In this winter twilight, Comment wants to encourage you to pause and ask two questions: Church, where are you? And, Church, where am I in you?
A Church in Hiding
Relying on this supra-ecclesial ecosystem is not ideal, and it’s certainly not sustainable. The church is the only place given authority by God to take us through the journey from guilt to healing, from sin to freedom. I’m hopeful that the frustration and pain I hear from so many quarters is a temporary time of transition. But in this winter twilight, Comment wants to encourage you to pause and ask two questions: Church, where are you? And, Church, where am I in you? We’ve sought out authors who can see the symptomatic dysfunction for what it is and probe deeper into the forces underlying it: the overwhelming rush of modern time; the problem of freedom and autonomy; the difficulty of maintaining a community’s coherence in an ever more fractured, mobile, and individualistic age; the constantly shifting reductionism of language that makes us numb to God’s action in the world; the fear that keeps us from enmeshing ourselves in relationships of risk. These are not abstract bogeymen fit only for a Charles Taylor seminar. They are real challenges felt by each of us in our day-to-day lives, and while they are besieging nearly all institutions right now, they are especially challenging for the church, which has a special calling to be a unique presence in the world, a presence that reverberates with a different kind of staying power, intrigue, beauty—a doorway to eternity.

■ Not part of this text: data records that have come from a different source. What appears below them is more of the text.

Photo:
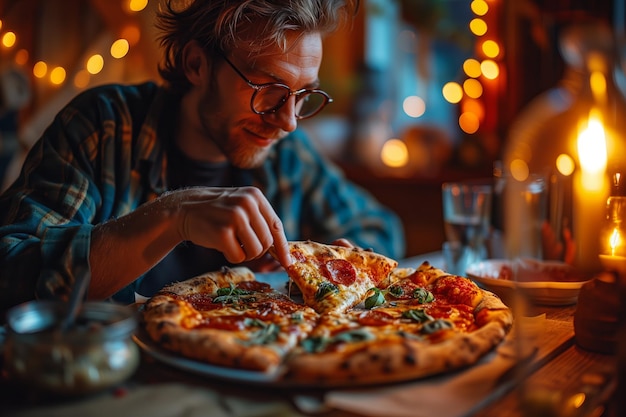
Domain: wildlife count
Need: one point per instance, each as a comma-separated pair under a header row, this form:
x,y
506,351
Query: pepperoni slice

I want to end with one window of hope. Much of my vocation has been graced by the invitation to see and describe the individual and communal transformation so often seeded by the sacred sector: rehab communities for addicts and criminals, Christian colleges charting new business models for higher ed, faith-filled police officers reforming the culture of their department and reframing the debates around mental health and racial bias, interventions addressing homelessness that inspire regular people to shelter the unhoused and expand their block’s understanding of who a neighbour can be. The examples are legion, present in every region, led by people who, while they may be insufficiently nourished by their local place of worship, are nonetheless putting into practice the conviction that the gospel can yet redeem any reality and change our world. These are my heroes, those who give me a picture of cruciform power and remind me that, for all the church’s failures, God is still at work in his people, often in startling and unexpected ways, and that the church is often catching up with what the Spirit is doing in the world. The question is, should they be more intentionally connected to one another? And under what kind of canopy might they find their public voice?